Can anyone please describe the difference between object oriented programming and non-object oriented program?

The difference is in the whole approach. As is the case with most emerging technologies, things start out simple, and then the demands become more and more complex. The first computer could fill an entire building and was little more than a scientific calculator. Needless to say programs were simple, and linear. Non-object oriented just means that the program is sequentially designed much like that of a function. This doesn't mean that a sequential language like C, can't be used to create object oriented programs, it just means it's not designed for that and will be hard to do. And that's precisely the point. By the time computer technology got to where programs were getting larger and more distributed, it became evident that we needed to be able to write programs that could handle the needs of modern environments.
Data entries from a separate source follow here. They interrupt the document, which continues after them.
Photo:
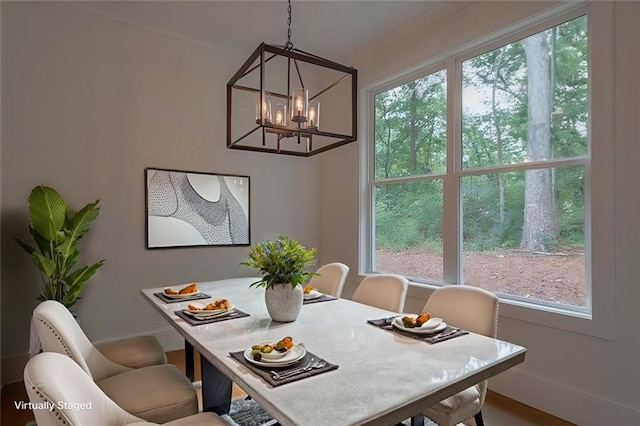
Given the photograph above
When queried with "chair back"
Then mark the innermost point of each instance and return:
(331, 279)
(384, 291)
(59, 332)
(58, 385)
(470, 308)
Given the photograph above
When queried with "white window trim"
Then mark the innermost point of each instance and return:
(600, 192)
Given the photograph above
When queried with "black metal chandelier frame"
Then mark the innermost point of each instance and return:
(303, 135)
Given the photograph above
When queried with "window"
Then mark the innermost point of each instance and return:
(488, 190)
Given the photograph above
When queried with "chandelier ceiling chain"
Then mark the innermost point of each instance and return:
(286, 118)
(288, 45)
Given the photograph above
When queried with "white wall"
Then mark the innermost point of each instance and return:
(586, 380)
(87, 104)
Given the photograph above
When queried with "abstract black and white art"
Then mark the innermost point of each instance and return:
(187, 209)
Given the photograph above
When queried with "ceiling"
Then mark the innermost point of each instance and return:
(334, 29)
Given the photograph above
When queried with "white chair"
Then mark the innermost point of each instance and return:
(384, 291)
(472, 309)
(158, 393)
(134, 352)
(331, 279)
(69, 397)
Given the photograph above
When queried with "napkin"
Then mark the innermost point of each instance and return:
(449, 332)
(323, 298)
(166, 299)
(193, 321)
(265, 372)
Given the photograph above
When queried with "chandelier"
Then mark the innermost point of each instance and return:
(272, 108)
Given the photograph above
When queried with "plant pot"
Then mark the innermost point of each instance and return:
(283, 302)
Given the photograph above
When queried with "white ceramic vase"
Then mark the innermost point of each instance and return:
(283, 302)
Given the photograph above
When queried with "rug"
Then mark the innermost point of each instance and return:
(247, 412)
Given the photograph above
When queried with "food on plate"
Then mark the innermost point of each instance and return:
(216, 305)
(422, 318)
(191, 288)
(411, 322)
(280, 346)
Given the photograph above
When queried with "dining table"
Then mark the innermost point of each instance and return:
(379, 376)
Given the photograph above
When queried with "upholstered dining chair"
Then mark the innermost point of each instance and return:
(158, 393)
(384, 291)
(134, 352)
(72, 398)
(472, 309)
(331, 279)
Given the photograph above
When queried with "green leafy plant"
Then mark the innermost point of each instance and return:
(281, 261)
(56, 233)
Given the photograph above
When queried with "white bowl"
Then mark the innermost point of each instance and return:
(431, 323)
(274, 354)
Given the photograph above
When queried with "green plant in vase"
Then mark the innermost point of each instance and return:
(282, 264)
(281, 261)
(56, 232)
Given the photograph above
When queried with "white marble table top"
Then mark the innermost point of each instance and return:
(383, 377)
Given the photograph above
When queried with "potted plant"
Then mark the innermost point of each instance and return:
(56, 233)
(282, 264)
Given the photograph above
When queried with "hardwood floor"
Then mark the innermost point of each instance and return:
(498, 410)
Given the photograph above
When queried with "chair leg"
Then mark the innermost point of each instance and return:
(189, 362)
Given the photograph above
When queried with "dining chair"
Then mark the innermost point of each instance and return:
(331, 279)
(384, 291)
(472, 309)
(134, 352)
(157, 393)
(69, 397)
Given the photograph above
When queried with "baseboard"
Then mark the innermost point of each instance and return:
(13, 366)
(570, 404)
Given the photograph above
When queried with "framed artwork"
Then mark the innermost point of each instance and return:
(192, 209)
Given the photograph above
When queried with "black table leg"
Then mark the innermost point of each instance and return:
(417, 420)
(216, 388)
(188, 361)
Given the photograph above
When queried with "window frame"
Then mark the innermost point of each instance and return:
(599, 240)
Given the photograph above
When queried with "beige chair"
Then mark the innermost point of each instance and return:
(74, 399)
(472, 309)
(158, 393)
(384, 291)
(134, 352)
(331, 279)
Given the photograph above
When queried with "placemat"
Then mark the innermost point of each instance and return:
(196, 296)
(323, 298)
(191, 320)
(448, 333)
(267, 376)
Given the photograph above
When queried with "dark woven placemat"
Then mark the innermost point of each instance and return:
(166, 299)
(193, 321)
(323, 298)
(449, 332)
(265, 372)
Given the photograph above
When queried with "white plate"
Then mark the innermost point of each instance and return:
(214, 314)
(273, 355)
(179, 296)
(209, 312)
(313, 294)
(295, 354)
(397, 323)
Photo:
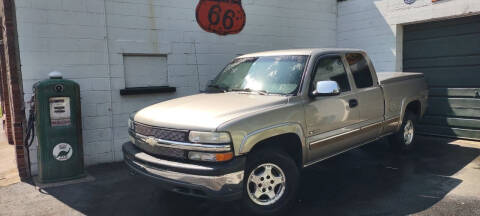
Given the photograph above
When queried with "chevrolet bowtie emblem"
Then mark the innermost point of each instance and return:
(151, 141)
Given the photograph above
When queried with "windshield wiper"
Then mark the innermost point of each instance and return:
(217, 87)
(261, 92)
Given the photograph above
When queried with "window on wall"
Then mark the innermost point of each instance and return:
(146, 74)
(332, 68)
(145, 71)
(360, 70)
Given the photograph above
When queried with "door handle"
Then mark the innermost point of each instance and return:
(352, 103)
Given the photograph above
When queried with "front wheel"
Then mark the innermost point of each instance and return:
(271, 183)
(404, 139)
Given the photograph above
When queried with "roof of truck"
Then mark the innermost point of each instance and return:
(309, 51)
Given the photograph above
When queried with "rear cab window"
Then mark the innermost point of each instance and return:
(360, 70)
(331, 68)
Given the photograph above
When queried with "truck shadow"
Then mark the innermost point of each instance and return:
(366, 181)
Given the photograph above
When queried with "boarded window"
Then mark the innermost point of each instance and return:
(145, 71)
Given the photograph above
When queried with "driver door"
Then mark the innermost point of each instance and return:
(331, 120)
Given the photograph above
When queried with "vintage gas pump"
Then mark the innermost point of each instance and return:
(58, 125)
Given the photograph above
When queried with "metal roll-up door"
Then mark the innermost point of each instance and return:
(448, 53)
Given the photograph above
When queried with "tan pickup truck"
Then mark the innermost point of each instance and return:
(267, 116)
Essentially that means:





-Expandability


-Modularity


-Security/Type Safety


-More built-in memory manipulation/optimized hashes





This was the basics of Bjarn Stroustrup's invention of C++ which is just the object oriented upgrade to C. C++ (which is the definitive object oriented language), can be used to write programs that are millions of lines of code, without the need for every single engineer to know what all those other lines are doing. That is modularity. Modularity means you define an interface and as long as you know what that interface does, you don't need to know exactly how it does it, so you can concentrate on your own code. C++'s design is also expandable, meaning you can write code that is easily upgraded to handle larger and more complex versions of the same basic idea. For example you could write a program that is designed to basically do some processing on some simple data. But then let's say your program becomes popular and you need to upgrade it. If you designed it properly, C++'s capabilities enable you to use your generic program as a foundation for many other different and more complex programs which all utilize the same basic concept you originally envisioned.





Aside from this general description, there's lots of other advantages to object-oriented programming, however, that doesn't mean it's always the best design solution for your needs. Sometimes you just need a simple sequential program, and writing a complex object-oriented architecture doesn't make any sense.